ROMA – Osserviamo la fanciullezza e l’adolescenza spesso con pregiudizio, pensiamo a queste età come quelle delle innocenze e delle spensieratezze… Potremmo trovarci in imbarazzo nel sapere che il 30% dei ragazzi tra i 10 ed i 20 anni ha pensato al suicidio, quando non ha tentato di metterlo in atto, riuscendoci.

Il suicidio non è un atto impulsivo, non è un gioco rischioso finito male. Il suicidio è un percorso, sono idee che si legano piano piano nella mente, accompagnate da tanti piccoli gesti preparatori. Il suicidio si annuncia in modo sottile, viene sussurrato, si può ascoltare, si può fermare. Uno tra gli elementi cardine del suicidio è il tema della perdita: non ci si sente amati. Essere amati coincide con l’essere visti, presi in considerazione, cercati, coinvolti.

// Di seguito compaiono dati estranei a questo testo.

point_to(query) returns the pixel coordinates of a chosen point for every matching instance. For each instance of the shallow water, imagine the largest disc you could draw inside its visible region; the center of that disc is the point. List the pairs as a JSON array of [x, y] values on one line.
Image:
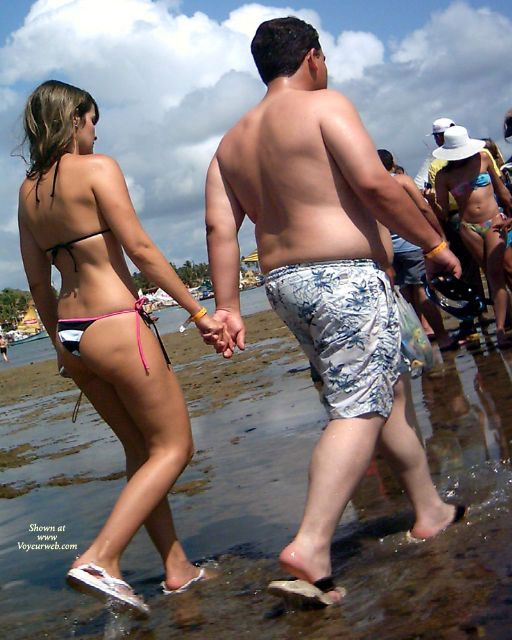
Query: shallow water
[[250, 477]]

Chi arriva a pensare che il suicidio sia l’unica strada percorribile si sente trasparente, ignorato, non coinvolto. In un tempo come il nostro, dove la dimensione del sé avviene anche attraverso i social, proviamo a pensare come si sente un bambino ignorato nei messaggi, che non è famoso a scuola, non ha compagni del cuore, amici o amiche con cui parlare, che si trova ad essere spettatore della vita degli altri. Pensiamo ai bambini o ragazzi che chiedono l’abito firmato o il gioco elettronico uguale a quello degli altri, per poter entrare nel gruppo, per potersi avvicinare all’amico chiedendo di giocare insieme.

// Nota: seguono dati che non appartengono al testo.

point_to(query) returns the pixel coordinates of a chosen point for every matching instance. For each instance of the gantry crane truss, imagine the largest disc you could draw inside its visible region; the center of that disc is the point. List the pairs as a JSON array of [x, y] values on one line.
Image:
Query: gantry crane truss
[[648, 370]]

A questi giovani non basta sapere che mamma o papà li amano: l’amore della famiglia lo danno per scontato, ovvio, qualcosa che comunque c’è e deve esserci.

Taluni diranno “non sono io che ho voluto venire al mondo”, sentendo un profondo senso di solitudine quando sono in gruppo, quando non sono stati invitati ad uscire, quando nessuno accetta i loro inviti. Dall’esterno apparirà chiaro che quelle relazioni che sembravano tanto importanti, al quale il bambino dava tanta importanza, perdono di interesse; farà spallucce, dirà che non gli importa nulla, il che non significa che si sia risolto il problema, ma che insieme alle relazioni perdute è andata persa anche la speranza di essere riconosciuti. Nascono le curiosità o i riferimenti ad argomenti relativi alla morte, comportamenti ansiosi, ritualità.

Legato all’interesse per l’altro c’è l’interesse per le attività; attività, giochi, hobby che, quando si è bambini, difficilmente sono interessanti di per sé, quanto piuttosto perché si tratta di attività sostenute da relazioni importanti.

Il bambino, sempre per quel bisogno di riconoscimento, ha bisogno di attività che fanno felice la persona con cui le condivide. Se invece nasce un profondo senso di vuoto anche le attività perdono senso, non sono più piacevoli, cresce l’apatia, la noia e nulla sembra scuotere il soggetto dallo stato di indolenza. È qui che si formano idee di fuga, la voglia di provare delle emozioni attraverso comportamenti inadeguati, facendosi del male, usando sostanza illegali, cominciando ad osservare il baratro.

Altri segnali provengono dal cambiamento sostanziale nei comportamenti del bambino; nelle competenze scolastiche, nelle abilità sportive, nell’incremento delle rispostacce e nel rifiuto del rispetto di regole che fino a poco prima venivano condivise.

Non va dimenticato che il bambino cercherà di affrontare i problemi con le stesse modalità che ha osservato nei suoi genitori; se hanno prevalso disperazione e sconforto penserà che non ci sarà mai soluzione a nulla. L’osservazione sarà dunque al primo posto per la prevenzione al suicidio, e sarà importante che per ogni ragazzo ci sia un adulto di riferimento.

È necessario comunicare tra adulti, nella famiglia, nella scuola, nei contesti di socializzazione e sportivi e bisogna collaborare affinché una rete di sostegno ai ragazzi più fragili sia attiva sempre, non solo in tempi di emergenza.